Brian’s Reflection: Wednesday, July 20, 2011


Often have I wondered with much curiosity as to our
coming into this world and what will follow our departure.



Petrarch, poet and scholar; he was born at
dawn, on la Via del Giardino, Arezzo, 1304


Haven’t we all!

Some think they have it all locked down, whether it’s golden streets or the bosom of Abraham (who says you have to be a Christian to get to Heaven?!) or golden harps on cloudy cushions. I may have entertained such glitzy ideas of Heaven when little, though I have to say that I remember very little being said in Presbyterian Sunday School about Heaven. But from my teens on I seem to have understood that “Heaven” was a metaphor for being gathered into the arms of Love, being safe, free from any lasting burden of sorrow and suffering.

Just when I came to understand that that state was a creation of the Imagination, that there were many such imaginings, and that they were a sublime method for coping in this Earthly Life, creating hope and trust and the courage to grasp hold of Life and live it as freely as possible, I don’t know. It wasn’t by study, of that I’m sure. It came by a subtle seeping into my Being of some mysterious working of the Universe. I now believe that it came at my conscious and unconscious bidding ….. the bidding of a young man needing an anchor that would “hold in the storms of life”. Somehow I knew I was going to have a struggle!
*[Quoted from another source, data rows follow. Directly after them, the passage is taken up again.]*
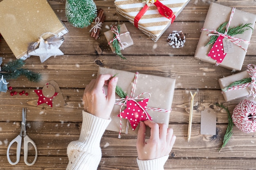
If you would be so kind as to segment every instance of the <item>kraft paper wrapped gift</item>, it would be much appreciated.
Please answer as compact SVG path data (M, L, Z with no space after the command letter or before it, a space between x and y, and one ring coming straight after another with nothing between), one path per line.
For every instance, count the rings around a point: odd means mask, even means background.
M68 32L47 0L4 0L0 23L0 33L17 59L27 58L29 44L43 33L61 36Z
M208 10L203 28L209 30L217 30L220 25L228 22L232 8L211 2ZM256 15L236 9L230 23L230 27L236 27L241 24L252 23L249 26L254 28L256 22ZM249 29L243 34L233 35L237 38L249 41L252 30ZM212 33L206 31L202 31L198 41L195 57L206 62L216 64L216 62L208 56L212 44L205 46L209 42L210 37L209 34ZM241 42L239 44L247 49L249 44ZM234 51L231 53L227 53L222 62L219 66L234 71L240 71L242 68L246 52L238 45L234 44Z
M160 0L159 1L171 9L177 18L189 0ZM115 0L117 11L134 24L134 18L143 7L146 5L142 0ZM169 27L171 21L159 13L157 7L151 4L149 9L139 20L138 29L156 42Z
M219 79L219 83L225 101L228 102L241 97L249 97L250 95L253 96L253 93L251 94L250 92L252 89L253 90L252 92L255 91L253 86L252 86L252 83L255 84L255 82L252 79L254 79L256 78L255 77L255 75L256 66L249 64L246 71ZM236 86L232 86L227 89L227 86L231 83L236 81L241 81L243 79L244 80L244 79L248 79L249 80L243 81L243 82L240 84L237 84ZM254 95L254 97L256 94Z
M121 24L120 26L119 34L121 35L119 36L119 38L121 41L121 43L124 43L124 44L125 44L125 45L124 46L124 49L133 44L133 41L130 35L130 33L128 31L128 30L127 30L127 29L126 28L126 27L124 24ZM108 30L108 31L104 33L104 35L106 38L108 42L110 42L111 40L113 39L114 35L114 33L113 33L111 30ZM113 53L115 53L115 49L114 47L113 47L112 45L113 42L111 42L110 43L109 46L111 49L112 52L113 52ZM121 46L120 44L119 44L119 45L121 47ZM121 48L121 49L122 48Z
M98 75L103 74L110 74L112 75L117 74L116 76L118 77L117 86L121 87L130 96L135 79L135 73L99 67ZM148 92L151 96L148 99L148 107L170 110L173 97L175 81L175 79L172 78L139 73L135 89L135 97L143 93ZM144 97L144 96L141 97ZM120 98L120 97L117 95L116 99L117 98ZM110 115L112 121L107 130L119 132L120 119L117 115L119 114L120 107L120 105L115 105ZM126 108L123 107L124 108ZM169 124L170 112L160 112L148 110L146 110L146 111L153 118L153 121L159 123L165 123L167 125ZM122 132L126 131L127 120L126 119L122 119ZM137 126L135 130L133 131L130 125L129 125L128 133L136 134L138 129Z

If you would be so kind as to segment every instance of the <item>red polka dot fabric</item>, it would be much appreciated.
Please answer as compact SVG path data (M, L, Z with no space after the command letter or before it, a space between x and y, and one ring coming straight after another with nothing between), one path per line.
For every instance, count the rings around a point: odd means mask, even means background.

If there is a Heaven, it is, now to my mind, frosting on the cake. I hold in my heart, mind, body and spirit its promises – the same promises I heard told of in my childhood: unconditional love, joy, peace, delight, a welcome into the eternal community of Life.

These are the tools I need to live this earthly Life, tools that banish discouragement and fear. When I die, I will need them no more. Yet, I stay open to the Mystery of what yet may be revealed.

Brian+

p.s. We lift a glass to Neil Armstrong, on the 42nd anniversary of his being the first human being to set foot on the Moon.